Friday 16 April 2021

Edward Le Quesne: Funerals and Bustles













Edward Le Quesne (1882-1957) was elected a Deputy for St Helier No 2 district in 1925 and held the seat until he stood successfully for the new office of Senator in 1948. This is an extract from a journal he wrote entitled “50 Years of Memories”, written sometime around 1949

Funerals and Bustles

When I see men of 40 or so to-day I think back on the appearance of men of a similar age when I was a boy. At that time most men had a beard or at least what were then termed “ mutton-chop whiskers ” and even young men in the twenties did not consider themselves in the fashion did they not display a moustache and sideboards.

Of a Sunday most men, especially if attending church or chapel, wore a frock-coat and top hat or alternatively a bowler hat, but to be really well dressed the top-hat was considered necessary. When attending funerals the top hat was the only headgear possible, and the undertaker always provided crepe bands to place around the hat, with a sufficiency of the material to allow two fairly long ends to overlap the brim.

Some top hats were handed down from generation to generation, and often was to be seen a top-hat whose age could be told by the fact that, once black, it had developed into a dark green. The undertaker also provided black gloves, which at the termination of the funeral ceremony, he collected for further use on another occasion. A funeral in those days was a much more important function than it is to-day. Relatives down to the third and fourth cousins were warned to attend the ceremony, and woe to him who, having been warned, failed to attend, except for a substantial reason.

At the termination of the funeral a substantial meal was provided for all attending, and in many cases mourners could be seen proceeding homewards with top-hats more so at an angle than in the normal perpendicular position.
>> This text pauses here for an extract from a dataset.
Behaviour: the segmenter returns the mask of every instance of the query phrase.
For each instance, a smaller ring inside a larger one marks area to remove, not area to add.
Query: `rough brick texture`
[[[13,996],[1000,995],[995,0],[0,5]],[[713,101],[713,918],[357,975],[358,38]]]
Ladies of course never made an appearance, for their part was to remain at home consoling one another.

The dresses of ladies and young girls were somewhat different from those now seen. Long skirts reaching to the ground were “ de rigueur ”, and it was considered indecent to even allow the ankle to be exposed. Bustles were also worn, for a reason I have never understood, and even enquiries from my mother failed to elicit a reason, except that it was “ the fashion ”. Several petticoats were worn under these skirts, and unlike to-day, the more of the female form that could be hidden the more respectable was it considered. Married women wore bonnets with long ribbons attached, in order to secure them by tying them under the chin.